ESA Annual Meetings Online Program

D0427 Response of bee pollinators to wildfire in sagebrush steppe

Wednesday, November 16, 2011
Exhibit Hall 3, First Floor (Reno-Sparks Convention Center)
Byron Love , Biology, Utah State University, Logan, UT
Great Basin rangelands have been severely degraded by human disturbances including excessive livestock grazing, the introduction of exotic and invasive grasses, and changing weather patterns. As a result, fire frequencies and intensities have increased dramatically during the past decades, perpetuating the downward ecological spiral of destructive fire and weeds. As part of a landscape-level approach to post-fire rehabilitation, land managers have been working to include native forbs in reseeding mixtures to increase habitat diversity and resist the spread of noxious weeds. Successful establishment of native forbs requires the presence of bee communities in post-fire habitats to provide pollination services. Understanding the response of bees to wildfire is therefore an important part of Great Basin rehabilitation efforts.

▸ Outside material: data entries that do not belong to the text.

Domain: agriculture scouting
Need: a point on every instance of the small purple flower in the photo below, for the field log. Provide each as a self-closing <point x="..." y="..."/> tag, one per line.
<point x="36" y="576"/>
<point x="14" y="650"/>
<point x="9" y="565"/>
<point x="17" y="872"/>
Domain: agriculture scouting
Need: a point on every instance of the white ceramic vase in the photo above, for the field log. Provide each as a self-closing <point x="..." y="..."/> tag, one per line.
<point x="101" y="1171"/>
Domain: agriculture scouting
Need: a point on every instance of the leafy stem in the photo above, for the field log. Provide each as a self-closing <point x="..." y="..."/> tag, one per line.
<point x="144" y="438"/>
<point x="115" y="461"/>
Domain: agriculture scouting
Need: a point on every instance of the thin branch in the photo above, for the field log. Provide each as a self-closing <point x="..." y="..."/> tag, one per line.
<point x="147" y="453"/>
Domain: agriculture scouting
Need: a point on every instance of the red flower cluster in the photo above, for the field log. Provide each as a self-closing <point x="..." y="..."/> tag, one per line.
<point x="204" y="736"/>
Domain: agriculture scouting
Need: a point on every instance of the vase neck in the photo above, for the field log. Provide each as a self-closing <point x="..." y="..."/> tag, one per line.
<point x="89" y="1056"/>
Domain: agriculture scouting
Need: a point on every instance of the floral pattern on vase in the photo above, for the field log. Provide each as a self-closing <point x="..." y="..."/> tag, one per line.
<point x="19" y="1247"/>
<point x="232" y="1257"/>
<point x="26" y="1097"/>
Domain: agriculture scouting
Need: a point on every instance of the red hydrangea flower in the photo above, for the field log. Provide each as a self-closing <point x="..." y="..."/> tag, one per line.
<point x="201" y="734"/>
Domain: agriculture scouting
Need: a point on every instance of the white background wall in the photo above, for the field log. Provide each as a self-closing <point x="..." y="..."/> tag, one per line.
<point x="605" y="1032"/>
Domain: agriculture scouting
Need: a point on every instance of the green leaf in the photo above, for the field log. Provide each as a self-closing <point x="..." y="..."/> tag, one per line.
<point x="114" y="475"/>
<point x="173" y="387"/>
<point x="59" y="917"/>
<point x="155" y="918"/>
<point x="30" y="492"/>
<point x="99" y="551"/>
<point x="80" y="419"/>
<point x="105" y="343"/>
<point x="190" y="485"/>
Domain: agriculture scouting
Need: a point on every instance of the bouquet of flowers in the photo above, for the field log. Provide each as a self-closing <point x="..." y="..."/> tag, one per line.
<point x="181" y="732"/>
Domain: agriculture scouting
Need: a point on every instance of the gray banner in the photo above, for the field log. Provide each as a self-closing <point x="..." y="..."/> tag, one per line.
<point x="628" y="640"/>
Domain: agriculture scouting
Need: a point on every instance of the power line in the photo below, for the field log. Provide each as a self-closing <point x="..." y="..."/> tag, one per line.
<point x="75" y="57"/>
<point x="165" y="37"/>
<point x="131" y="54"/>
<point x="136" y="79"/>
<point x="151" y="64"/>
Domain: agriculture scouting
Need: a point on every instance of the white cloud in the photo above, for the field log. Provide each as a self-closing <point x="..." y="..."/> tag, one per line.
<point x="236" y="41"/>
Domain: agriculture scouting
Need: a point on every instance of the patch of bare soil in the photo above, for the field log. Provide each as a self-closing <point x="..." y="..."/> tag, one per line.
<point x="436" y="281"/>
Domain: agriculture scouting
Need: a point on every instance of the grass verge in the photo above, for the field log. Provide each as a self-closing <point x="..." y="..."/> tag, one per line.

This study investigates the bee guilds sampled from a 15-year chronosequence of past large wildfire sites across sage-steppe habitats in the Great Basin. Paired plots were established far into the burn (>100 meters) and outside the burn to compare the following habitat characteristics: bee density in patches of target flowering hosts, the richness and similarity of bee communities; and the diversity, and density, of forbs and shrubs. Preliminary results indicate that any and all life stages of most cavity- and ground-nesting wild bees will escape injury from wildfire. Furthermore, in relatively mild burns of intact sage-steppe plant communities, entire bee communities exhibit excellent prospects for survival. However, where forbs do not bloom in the year following fire (especially in previously depauperate communities or hotter fires), surviving bee communities will need supplemental forage that blooms reliably the year after seeding.